- Died: January 23, 2026 (aged 30) Texas, U.S.
- Citizenship: United States

= Death of Wael Tarabishi =

2026 death in Texas, US

On January 23, 2026, 30-year-old American citizen Wael Tarabishi died of complications of Pompe disease. His father, 62-year-old Jordanian national Maher Tarabishi, was his full-time caregiver, but had been detained by U.S. Immigration and Customs Enforcement (ICE) in October 2025. The Tarabishi family has held ICE responsible for Wael's death due to his father's detention.

== Background ==

Maher Tarabishi, a Jordanian national, lived in Kuwait before he came to the United States in 1994 on a tourist visa. After his visa expired, he filed a claim for asylum. His asylum request was denied, at which point he had lived in North Texas for over a decade. He received deportation orders in 2006, with an appeal denied in 2008. In 2011, he was granted "deferred action and supervised release" due to his caregiver status for his son. Between 2011 and 2025, Tarabishi continued to attend routine check-in meetings with immigration officials. Maher's parents and siblings are U.S. citizens.

Maher's son, Wael Tarabishi, was a U.S. citizen who was diagnosed with Pompe disease as a child. Doctors initially predicted Wael would not survive to age ten. Maher served as Wael's primary caregiver. Wael underwent 36 surgeries in 26 years, and was last hospitalized in the early 2010s. By age 30, in 2025, he was bedbound due to muscle deterioration and bone weakness.

== Decline and death ==
On October 28, 2025, Maher was detained by Immigration and Customs Enforcement during a routine appointment at their field center in Dallas. He was taken to the Bluebonnet Detention Center in Anson, Texas. In a statement, immigration officials said Maher's detention was due to ties with the Palestine Liberation Organization; the extended Maher family said these allegations were untrue.

In his father's absence, Wael was taken care of by five other family members, but, as one of Wael's cousins explained to media, "His dad knows the specific things to move him a certain way. His mom, she’s not physically capable to be doing the things his dad has done for him". Wael said of his own condition, "My case is very unique. My dad usually takes over the nurse’s job when I'm in the hospital because the nurses don’t know how to care for me properly, because any wrong move done to my body could cause me major harm". The extended Tarabishi family reached out to media, urging immigration officials and President Donald Trump to release Maher due to his caregiver status and clean criminal record.

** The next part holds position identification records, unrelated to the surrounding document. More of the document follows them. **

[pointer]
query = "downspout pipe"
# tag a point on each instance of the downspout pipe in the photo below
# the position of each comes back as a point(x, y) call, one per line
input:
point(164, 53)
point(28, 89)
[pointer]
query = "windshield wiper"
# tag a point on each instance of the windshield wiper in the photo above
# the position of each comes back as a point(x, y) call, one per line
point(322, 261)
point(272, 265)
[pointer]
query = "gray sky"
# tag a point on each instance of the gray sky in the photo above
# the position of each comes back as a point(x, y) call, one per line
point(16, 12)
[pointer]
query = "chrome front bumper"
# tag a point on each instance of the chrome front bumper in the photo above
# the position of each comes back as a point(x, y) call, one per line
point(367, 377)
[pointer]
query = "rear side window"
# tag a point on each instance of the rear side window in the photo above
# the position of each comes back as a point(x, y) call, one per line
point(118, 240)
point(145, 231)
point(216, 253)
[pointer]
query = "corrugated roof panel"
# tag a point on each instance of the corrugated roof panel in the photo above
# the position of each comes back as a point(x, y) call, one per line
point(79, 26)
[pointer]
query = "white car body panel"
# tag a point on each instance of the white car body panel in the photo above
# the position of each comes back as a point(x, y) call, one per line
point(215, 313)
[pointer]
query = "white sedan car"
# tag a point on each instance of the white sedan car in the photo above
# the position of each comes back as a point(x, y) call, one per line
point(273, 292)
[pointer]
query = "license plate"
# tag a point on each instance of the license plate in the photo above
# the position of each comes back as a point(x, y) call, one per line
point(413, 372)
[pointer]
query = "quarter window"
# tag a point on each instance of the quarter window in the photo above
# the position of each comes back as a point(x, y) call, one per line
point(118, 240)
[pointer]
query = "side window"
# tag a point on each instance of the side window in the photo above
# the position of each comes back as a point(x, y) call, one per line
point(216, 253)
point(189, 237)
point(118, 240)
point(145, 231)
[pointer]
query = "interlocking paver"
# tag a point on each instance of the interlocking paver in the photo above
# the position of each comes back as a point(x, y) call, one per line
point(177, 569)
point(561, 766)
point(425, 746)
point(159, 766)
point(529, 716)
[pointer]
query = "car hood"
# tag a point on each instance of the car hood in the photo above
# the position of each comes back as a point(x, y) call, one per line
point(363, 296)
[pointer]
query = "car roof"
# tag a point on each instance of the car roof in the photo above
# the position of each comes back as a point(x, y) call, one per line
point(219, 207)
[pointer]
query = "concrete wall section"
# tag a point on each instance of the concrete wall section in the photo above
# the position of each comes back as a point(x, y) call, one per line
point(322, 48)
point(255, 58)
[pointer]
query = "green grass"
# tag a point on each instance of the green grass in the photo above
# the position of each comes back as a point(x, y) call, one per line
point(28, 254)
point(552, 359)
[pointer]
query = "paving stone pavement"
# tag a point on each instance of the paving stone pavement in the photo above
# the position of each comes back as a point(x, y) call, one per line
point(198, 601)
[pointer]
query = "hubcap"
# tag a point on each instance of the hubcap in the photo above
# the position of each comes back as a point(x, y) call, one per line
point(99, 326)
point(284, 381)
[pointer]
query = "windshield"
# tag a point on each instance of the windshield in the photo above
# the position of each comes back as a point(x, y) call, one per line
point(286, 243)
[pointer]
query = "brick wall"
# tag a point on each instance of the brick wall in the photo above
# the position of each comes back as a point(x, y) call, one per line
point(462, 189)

In late November, Wael developed a high fever and was admitted to the ICU for "sepsis and pneumonia in both lungs". He was released after about a week. At this time, he began taking medications for depression and anxiety. Wael's second hospitalization in the ICU was "for a stomach infection causing his feeding tube to leak". During his stay, he underwent surgery in mid-January, after which he did not regain consciousness. After being in the hospital for 30 days, the final eight of which he was unconscious, Wael Tarabishi died on January 23, 2026. In his final days, the Tarabishi family requested Maher be released to say goodbye to his son; the request was denied. The extended Tarabishi family told Maher of Wael's death over the phone.

== Reactions ==
The Tarabishi family told media that they believe Maher's detention directly led to Wael's death, both due to increased stress on Wael and the loss of Maher's caregiving skills.

== Funeral ==
Following Wael Tarabishi's death, the Tarabishi family called on immigration officials to release Maher to attend his son's funeral; the request was denied. According to the family's attorney, immigration officers initially showed willingness to make arrangements to allow Maher's attendance, before the request was denied "from higher up". Wael's funeral was held on January 27, 2026.